Thousands of student loan borrowers could avoid having to pay back the money they owe because of something as simple as lost paperwork. As an example, look at the story of Pablo Ramirez, initially reported by Vice. Eight years after taking out a private loan to attend Westwood College, Ramirez received a court document indicating that a company called National Collegiate Student Loan Trust won a judgment against him after he defaulted on a loan worth around $50,000. When Ramirez challenged the ruling, it turned out that National Collegiate "had failed to demonstrate that it was the holder of the note," which led the appeals court to overturn the ruling.
Here's the deal: When a student takes out a loan, the lender groups together hundreds of these borrowers' accounts, handing them down to a servicer that secures monthly payments from students in order to pay back their investors. However, after a company purchases these loans, they often fail to receive the proper paperwork indicating ownership of the debt. In the case of National Collegiate, their lender promised to square away ownership documentation later on in an effort to save some money.
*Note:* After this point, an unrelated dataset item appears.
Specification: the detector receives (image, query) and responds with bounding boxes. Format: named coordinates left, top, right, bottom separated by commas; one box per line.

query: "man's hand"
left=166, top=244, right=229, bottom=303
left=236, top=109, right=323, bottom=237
But when a company like National Collegiate needs to deal with the potential appeal of a default judgment, like they did with Ramirez, the company cannot provide paperwork they simply do not have.
Following an audit of National Collegiate's loan servicer, the Pennsylvania Higher Education Assistance Agency, it was determined that "100 percent of the accounts did not contain an assignment." It is believed that about $5 billion in defaulted loan debt could be uncollectible because of this mix-up.